**tl;dr** I can run the full test suite in 85 seconds on SQLite, a 4.8x speedup.
Hello,
Since I last wrote about this project, I improved parallelization by:
- reworking the IPC to avoid exchanging tracebacks
- implementing database duplication for SQLite, PostgreSQL and MySQL
The code is still rough. Several options of runtests.py don't work with
parallelization.
Initially performance was disappointing. I couldn’t max out my cores during
the whole run. With some basic monitoring I noticed that the CPU load
plummeted when there were spikes of disk writes. This led me to believe I was
disk I/O bound even with an in-memory database and a SSD.

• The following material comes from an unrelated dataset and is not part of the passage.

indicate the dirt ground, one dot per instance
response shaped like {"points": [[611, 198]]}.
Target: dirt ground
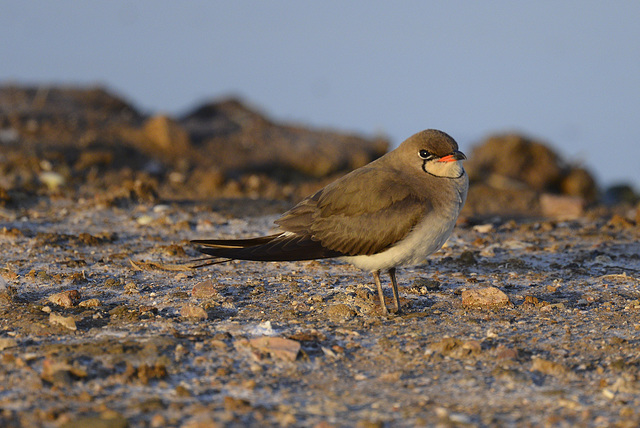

So I started optimizing disk I/O, which means doing less I/O and doing it only
in a RAM-mounted temporary directory. Writing to RAM instead of writing to
disk helps a lot. It’s as simple as creating a RAMdisk (that depends on your
OS) and pointing the TMPDIR environment variable to the RAMdisk.
Unfortunately, i18n and migrations management commands write in the
application directories. I haven't found (yet) a way to point them to a
temporary directory instead.
My 2012 MacBook Pro with a 2.3 GHz Intel Core i7 (4 cores, 8 threads) takes:
- 30 seconds for creating the two databases
- 240 seconds to run the actual tests in a single process
- 72 seconds in 4 processes (3.3x faster)
- 60 seconds in 6 processes (4x faster)
- 55 seconds in 8 processes (4.4x faster)
That looks quite close to what my hardware can do. Hyperthreading doesn't help
as much as multiple cores when it comes to running multiple processes and the
synchronization costs increase with the number of processes.
Creating the database accounts for more than a third of the total runtime. I'm
not sure how much time is spent in the migrations framework and how much doing
the table creations. --keepdb helps but it requires an on-disk database. An
on-RAMdisk database would most likely be the best option. I haven't tried it
yet. It should work with at least SQLite and PostgreSQL (using tablespaces).
If you want to help, I'd be interested in:
- reports of whether parallelization works for test suites other than Django's
own -- apply my pull request and run `django-admin test --parallel` or
`django-admin test --parallel-num=N`
- a patch implementing database duplication on Oracle
Let me know if you have questions or concerns.